A few months ago, I talked about Contact events. Less than a week after writing that post I found out that I had been accepted to Pitch Roller Derby Saved My Soul at Contact East. Typically, when you apply to a Contact event, you are applying to Showcase. A Showcase is a 15-20 minute time slot where you can give presenters an idea of what your production might be like and its potential to tour regional theatres/roadhouses (or soft seaters as the pros call them) across the country and abroad. A Pitch is a 5 minute version of the same thing. Initially I wasn't too keen on doing a Pitch. I won't lie. My ego kind of flared up.

How dare they give me ONLY 5 minutes! Do they not know who I am?

Short answer: No. No they don't. And they don't care. Do you want the 5 minutes or not? Because someone else will take it and they won't be such a whiny baby about it.

Getting over myself, I found that the list of Pros in attending Contact East for a Pitch heavily outweighed the Cons. For one thing, I'd never been to Charlottetown and I'm always up for a new reason to travel. For another, my family lives in Moncton, which is just a short drive away, turning this working trip into a familial visit. Contact East was also much cheaper than the other Contact events I had applied for and all meals were included.

I applied for and received an Audience and Market Development Grant from the Canada Council for the Arts, which would cover my flight, so Charlottetown was a definite go.

My booth in the Contact Room. Check out the floor. You can bet I was on wheels the entire time.

I landed in Charlottetown at around 5 p.m. on Thursday night, taking the red eye and 3 different planes from Vancouver. I registered as a delegate, checked into my hotel, showered, ate and rushed down to the community centre where the Contact Room was located to set up my booth. I was absolutely thrilled when I found a gym floor, the most perfect of all surfaces to roller skate on. Armoured in short shorts and knee socks, you kind of have to admit that I am hard to miss. From there, we were off to the Opening Reception and Hospitality Suite. I was back in my room by midnight. You'd think I would be exhausted but a combination of adrenaline and possibly jet lag kept me awake. I worked on my pitch for an hour before finally finding some sleep.
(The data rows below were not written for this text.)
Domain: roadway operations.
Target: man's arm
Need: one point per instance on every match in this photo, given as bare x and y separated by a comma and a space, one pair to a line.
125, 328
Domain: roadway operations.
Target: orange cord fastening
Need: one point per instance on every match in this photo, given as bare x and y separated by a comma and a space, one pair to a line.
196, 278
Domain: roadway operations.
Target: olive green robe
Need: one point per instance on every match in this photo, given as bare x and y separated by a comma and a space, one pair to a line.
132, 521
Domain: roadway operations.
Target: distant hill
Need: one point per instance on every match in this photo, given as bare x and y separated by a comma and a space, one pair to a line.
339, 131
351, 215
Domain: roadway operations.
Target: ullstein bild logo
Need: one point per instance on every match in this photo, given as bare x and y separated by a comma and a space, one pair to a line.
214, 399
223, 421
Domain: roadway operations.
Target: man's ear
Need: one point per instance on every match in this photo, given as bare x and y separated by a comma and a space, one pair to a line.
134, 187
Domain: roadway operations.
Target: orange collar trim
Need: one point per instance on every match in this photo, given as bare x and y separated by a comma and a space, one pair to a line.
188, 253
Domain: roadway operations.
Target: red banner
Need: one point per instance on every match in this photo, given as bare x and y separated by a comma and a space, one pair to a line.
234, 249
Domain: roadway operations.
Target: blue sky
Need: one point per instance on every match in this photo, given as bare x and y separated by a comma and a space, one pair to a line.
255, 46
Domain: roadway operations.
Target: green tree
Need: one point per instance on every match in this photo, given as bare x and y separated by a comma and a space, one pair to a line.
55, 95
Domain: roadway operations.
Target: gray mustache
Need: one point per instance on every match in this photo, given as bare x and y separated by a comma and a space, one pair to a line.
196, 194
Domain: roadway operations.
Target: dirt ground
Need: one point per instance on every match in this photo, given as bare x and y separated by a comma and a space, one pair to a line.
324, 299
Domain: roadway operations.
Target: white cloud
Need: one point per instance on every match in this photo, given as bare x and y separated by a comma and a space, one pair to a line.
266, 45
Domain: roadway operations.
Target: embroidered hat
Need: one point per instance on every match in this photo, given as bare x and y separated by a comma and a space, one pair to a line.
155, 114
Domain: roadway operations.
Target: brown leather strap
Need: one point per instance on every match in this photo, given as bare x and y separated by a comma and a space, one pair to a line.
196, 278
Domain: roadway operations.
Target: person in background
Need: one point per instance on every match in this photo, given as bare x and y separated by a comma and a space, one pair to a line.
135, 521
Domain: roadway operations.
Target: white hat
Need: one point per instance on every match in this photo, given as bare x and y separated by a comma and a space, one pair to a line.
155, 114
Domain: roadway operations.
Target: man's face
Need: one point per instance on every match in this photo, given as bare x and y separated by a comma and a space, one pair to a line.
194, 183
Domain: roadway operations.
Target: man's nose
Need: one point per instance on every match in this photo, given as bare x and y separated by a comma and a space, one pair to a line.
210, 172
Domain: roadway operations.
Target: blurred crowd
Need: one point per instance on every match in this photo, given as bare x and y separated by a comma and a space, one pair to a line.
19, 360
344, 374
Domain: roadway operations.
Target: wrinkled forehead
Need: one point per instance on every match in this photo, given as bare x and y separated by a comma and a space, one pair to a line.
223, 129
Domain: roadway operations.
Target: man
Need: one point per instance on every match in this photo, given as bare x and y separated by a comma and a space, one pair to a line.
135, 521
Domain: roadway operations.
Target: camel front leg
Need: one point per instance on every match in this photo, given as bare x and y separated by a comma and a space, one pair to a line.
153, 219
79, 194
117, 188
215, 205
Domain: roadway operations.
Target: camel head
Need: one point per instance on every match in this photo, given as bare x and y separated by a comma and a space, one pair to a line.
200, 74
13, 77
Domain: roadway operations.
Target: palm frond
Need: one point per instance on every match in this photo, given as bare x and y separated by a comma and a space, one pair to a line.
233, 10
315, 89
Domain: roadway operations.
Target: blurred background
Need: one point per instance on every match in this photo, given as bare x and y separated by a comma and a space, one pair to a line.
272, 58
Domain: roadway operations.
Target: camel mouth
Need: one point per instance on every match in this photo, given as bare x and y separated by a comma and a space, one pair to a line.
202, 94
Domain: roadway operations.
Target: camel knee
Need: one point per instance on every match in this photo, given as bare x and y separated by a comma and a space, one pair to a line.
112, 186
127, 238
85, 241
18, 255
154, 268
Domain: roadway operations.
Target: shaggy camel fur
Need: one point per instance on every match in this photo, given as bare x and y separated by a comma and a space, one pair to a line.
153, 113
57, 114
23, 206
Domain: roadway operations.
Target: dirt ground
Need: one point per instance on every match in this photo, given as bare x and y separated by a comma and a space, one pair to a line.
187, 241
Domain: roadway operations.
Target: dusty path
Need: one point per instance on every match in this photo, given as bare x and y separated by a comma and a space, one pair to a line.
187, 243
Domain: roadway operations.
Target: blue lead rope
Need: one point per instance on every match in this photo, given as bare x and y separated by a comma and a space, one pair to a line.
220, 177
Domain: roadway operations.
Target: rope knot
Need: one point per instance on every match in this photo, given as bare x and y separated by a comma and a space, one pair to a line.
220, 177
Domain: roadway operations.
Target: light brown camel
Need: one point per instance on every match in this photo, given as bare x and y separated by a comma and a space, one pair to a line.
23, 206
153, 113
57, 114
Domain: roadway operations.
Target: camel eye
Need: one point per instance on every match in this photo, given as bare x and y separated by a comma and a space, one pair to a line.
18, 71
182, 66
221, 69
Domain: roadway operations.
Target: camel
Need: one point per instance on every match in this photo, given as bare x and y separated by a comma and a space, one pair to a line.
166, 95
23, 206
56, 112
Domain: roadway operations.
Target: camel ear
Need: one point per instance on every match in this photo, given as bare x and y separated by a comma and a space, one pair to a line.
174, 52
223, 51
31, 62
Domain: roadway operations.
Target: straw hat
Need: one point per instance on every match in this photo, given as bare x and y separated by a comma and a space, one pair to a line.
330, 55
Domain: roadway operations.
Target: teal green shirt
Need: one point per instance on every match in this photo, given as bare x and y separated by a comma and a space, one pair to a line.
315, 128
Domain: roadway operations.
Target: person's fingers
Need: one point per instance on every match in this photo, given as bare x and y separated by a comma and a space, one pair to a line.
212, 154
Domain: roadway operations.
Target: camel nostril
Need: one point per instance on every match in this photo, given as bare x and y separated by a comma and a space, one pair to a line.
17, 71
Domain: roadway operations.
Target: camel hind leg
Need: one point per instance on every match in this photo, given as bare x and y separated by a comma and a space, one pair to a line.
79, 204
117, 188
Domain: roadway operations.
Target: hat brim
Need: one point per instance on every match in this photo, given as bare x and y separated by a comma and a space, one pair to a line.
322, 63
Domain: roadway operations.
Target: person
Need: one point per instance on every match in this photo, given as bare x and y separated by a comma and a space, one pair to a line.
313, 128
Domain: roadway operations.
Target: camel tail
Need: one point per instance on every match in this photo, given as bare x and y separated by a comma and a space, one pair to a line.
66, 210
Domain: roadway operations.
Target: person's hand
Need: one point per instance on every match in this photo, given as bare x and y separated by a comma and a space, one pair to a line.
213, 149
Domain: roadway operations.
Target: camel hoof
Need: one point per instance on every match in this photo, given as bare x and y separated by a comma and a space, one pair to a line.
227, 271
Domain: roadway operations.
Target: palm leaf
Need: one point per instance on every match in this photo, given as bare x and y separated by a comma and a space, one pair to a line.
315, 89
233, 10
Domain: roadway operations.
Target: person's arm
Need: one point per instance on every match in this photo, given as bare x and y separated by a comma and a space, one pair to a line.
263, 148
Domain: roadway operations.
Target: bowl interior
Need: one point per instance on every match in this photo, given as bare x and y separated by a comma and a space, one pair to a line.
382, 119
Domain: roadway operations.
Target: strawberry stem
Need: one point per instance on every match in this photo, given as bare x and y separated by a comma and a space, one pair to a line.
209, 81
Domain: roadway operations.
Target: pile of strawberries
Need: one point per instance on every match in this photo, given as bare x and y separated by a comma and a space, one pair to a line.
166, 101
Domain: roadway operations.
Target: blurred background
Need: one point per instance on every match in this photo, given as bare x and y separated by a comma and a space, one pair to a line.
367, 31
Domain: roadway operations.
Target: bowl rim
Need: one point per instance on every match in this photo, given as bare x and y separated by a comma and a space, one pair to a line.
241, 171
At 6 a.m., I was awake, eating breakfast and waiting for my 7 a.m. pickup to take me to my tech rehearsal for the Pitch.

At the time, it seemed impossible to distil the essence of my show, along with touring information, into a 5 minute pitch. I settled on this approach, in costume:

  • 1.5 minute bit from the show
  • Introduction, touring information, possibility of a French tour, community outreach initiatives
  • Heartwarming true story of what this show has meant to people
  • Appeal to come see me in the Contact Room for more information

Well, I fit it all in. Thank you Fringe Festival previews for teaching me the value of being concise.
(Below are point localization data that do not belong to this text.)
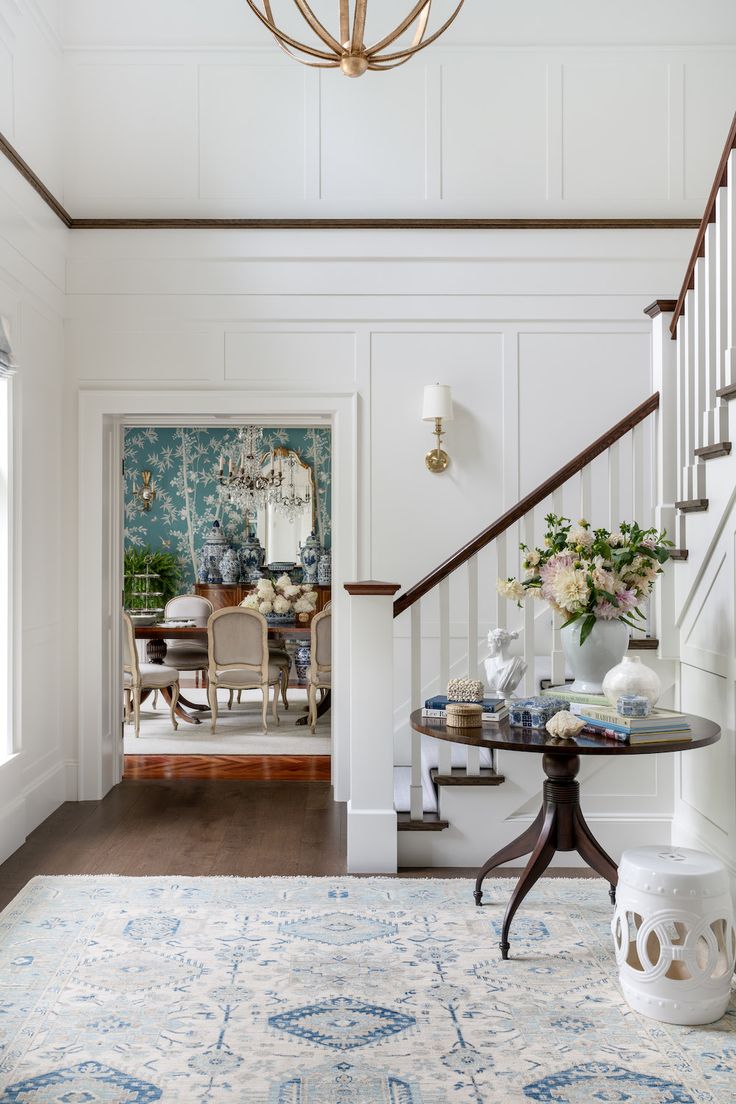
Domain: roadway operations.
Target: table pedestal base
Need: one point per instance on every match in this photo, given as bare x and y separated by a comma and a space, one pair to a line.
560, 826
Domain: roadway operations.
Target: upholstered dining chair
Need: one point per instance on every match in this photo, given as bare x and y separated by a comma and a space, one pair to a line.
189, 655
278, 657
238, 657
319, 676
138, 677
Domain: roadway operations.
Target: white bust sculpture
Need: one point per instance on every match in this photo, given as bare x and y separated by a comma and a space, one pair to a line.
503, 672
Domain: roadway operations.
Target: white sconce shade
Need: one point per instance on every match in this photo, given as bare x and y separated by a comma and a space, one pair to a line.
437, 402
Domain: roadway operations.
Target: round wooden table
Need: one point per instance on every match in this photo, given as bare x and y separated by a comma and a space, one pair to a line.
560, 825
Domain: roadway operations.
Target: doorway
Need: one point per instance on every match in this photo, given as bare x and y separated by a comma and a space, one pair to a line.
217, 517
104, 417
Now almost lunch time, we boarded a bus for a tour of PEI and a lobster lunch. As luck would have it, the gentleman who sat next to me was a representative for the French equivalent of Contact East in New Brunswick. It turns out there is great interest in a French version of my show, something multiple people have been telling me for years but I hadn't really listened until now.

This made me so happy!

As the adrenaline was now leaving my body. I managed to squeeze in a power nap after our dinner before heading down to my booth in the Contact Room. At this point, I was still unsure if my pitch had any impact, but I could not have been more wrong. The number of compliments I received from various presenters and delegates simply blew me away. When a variety of East Coast presenters approach you with "We want this show," you know you might just be doing something right.

Buzzing from the days events, I made it out to the Hospitality Suite where I had the pleasure of hanging out with a variety of showcasing artists. Apparently we drank them out of beer.
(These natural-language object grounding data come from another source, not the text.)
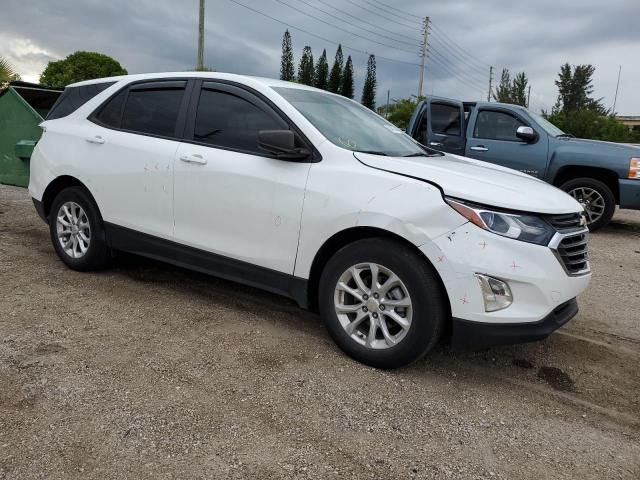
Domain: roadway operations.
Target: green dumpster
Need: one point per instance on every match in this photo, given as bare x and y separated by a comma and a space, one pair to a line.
22, 107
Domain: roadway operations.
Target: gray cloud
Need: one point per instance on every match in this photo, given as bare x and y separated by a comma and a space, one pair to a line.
535, 37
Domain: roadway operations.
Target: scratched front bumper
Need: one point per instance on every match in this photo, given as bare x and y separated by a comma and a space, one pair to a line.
630, 194
537, 279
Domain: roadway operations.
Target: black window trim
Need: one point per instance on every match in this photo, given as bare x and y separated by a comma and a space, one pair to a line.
187, 112
182, 111
249, 94
448, 103
508, 112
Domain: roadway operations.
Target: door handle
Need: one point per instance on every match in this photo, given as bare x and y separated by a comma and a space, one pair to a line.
97, 139
195, 158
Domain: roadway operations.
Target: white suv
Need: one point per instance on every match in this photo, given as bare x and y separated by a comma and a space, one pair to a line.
312, 196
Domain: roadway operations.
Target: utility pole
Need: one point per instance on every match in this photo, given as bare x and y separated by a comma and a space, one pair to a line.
615, 100
387, 109
200, 61
490, 83
423, 54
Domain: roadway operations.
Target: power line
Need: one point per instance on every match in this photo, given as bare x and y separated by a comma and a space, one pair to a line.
357, 26
390, 7
324, 39
415, 23
344, 29
365, 22
473, 59
459, 57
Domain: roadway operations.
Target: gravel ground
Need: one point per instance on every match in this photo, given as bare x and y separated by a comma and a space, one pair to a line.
149, 371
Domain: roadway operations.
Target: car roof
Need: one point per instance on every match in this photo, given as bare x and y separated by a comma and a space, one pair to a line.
269, 82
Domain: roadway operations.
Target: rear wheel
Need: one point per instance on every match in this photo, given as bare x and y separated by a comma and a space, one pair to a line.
76, 230
382, 303
596, 197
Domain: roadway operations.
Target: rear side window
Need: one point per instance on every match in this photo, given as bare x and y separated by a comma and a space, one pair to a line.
74, 97
446, 119
229, 121
493, 125
152, 108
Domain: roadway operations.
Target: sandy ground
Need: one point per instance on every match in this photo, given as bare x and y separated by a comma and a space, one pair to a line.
149, 371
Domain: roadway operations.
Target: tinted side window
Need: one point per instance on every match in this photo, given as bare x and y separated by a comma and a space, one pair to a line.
226, 120
496, 126
111, 113
74, 97
445, 119
153, 108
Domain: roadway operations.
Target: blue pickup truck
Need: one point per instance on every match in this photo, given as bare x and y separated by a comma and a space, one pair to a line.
600, 175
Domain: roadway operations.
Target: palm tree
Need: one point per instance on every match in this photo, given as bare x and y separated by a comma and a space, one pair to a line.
7, 73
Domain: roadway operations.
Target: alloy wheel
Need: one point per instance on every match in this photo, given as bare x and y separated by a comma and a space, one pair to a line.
73, 229
373, 305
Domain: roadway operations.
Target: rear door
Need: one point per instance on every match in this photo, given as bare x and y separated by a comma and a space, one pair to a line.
440, 125
493, 139
129, 150
231, 197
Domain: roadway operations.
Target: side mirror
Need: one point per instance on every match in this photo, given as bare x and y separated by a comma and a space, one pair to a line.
282, 144
526, 134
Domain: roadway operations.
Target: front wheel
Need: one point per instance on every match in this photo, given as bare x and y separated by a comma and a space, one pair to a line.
596, 197
382, 303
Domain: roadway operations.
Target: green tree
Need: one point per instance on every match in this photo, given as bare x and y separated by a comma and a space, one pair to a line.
306, 70
519, 89
321, 78
335, 77
287, 68
7, 72
346, 85
80, 66
588, 123
503, 90
575, 87
369, 89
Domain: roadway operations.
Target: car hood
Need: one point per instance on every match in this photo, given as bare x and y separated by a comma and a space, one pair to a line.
479, 182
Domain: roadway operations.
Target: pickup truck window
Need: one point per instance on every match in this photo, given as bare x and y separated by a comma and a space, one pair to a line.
445, 119
494, 125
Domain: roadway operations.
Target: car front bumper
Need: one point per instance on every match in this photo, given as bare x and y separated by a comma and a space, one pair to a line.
630, 194
538, 281
466, 335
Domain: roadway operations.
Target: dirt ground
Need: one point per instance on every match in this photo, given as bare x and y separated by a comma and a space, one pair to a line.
149, 371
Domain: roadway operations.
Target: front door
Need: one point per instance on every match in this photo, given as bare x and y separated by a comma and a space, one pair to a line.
494, 140
231, 198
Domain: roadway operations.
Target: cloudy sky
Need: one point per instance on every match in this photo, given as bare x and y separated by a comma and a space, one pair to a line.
466, 37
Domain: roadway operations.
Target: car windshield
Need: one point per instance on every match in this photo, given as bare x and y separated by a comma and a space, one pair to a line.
546, 125
349, 125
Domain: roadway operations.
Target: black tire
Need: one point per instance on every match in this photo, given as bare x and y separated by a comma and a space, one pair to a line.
97, 254
602, 189
428, 298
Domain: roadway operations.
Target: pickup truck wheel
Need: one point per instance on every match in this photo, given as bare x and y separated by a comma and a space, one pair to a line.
76, 230
596, 197
382, 303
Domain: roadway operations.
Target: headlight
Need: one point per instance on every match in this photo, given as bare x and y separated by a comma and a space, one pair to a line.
634, 168
528, 228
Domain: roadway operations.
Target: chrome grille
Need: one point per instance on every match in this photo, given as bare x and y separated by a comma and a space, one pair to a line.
566, 221
571, 250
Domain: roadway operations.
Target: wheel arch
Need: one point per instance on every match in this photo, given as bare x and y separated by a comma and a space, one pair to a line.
56, 186
348, 236
604, 175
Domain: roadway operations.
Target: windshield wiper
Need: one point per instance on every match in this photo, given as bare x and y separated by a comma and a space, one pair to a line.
373, 152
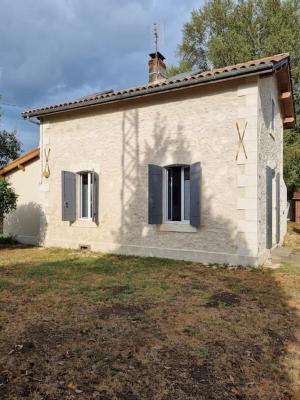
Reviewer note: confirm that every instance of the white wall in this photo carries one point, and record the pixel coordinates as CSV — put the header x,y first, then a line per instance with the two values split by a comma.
x,y
270,154
119,141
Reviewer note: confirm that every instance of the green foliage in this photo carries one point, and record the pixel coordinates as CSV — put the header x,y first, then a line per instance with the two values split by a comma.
x,y
8,198
10,147
225,32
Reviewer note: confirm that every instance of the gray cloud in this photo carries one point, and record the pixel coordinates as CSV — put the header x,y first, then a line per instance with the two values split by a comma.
x,y
55,50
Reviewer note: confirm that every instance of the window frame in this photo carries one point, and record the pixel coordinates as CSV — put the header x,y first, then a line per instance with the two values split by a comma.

I had plans of waking up early-ish, but a combination of little sleep, jet lag, and just plain ole exhaustion saw to it that my eyes didn't open until 12:30 p.m. Groggy, but determined to make it out to the Confederation Centre for the Arts for their matinee production of Evangeline. It was lovely and, even though I know the story, I cried like a baby.

Quick walk along the harbour to grab a lobster roll and I was back for my last turn in the Contact Room. More positive chats, including one with a tour manager who wants to talk more. Oh and I even sold a shirt!

Throw in free oysters shucked on location at the closing night party and Contact East was a beautiful and resounding success.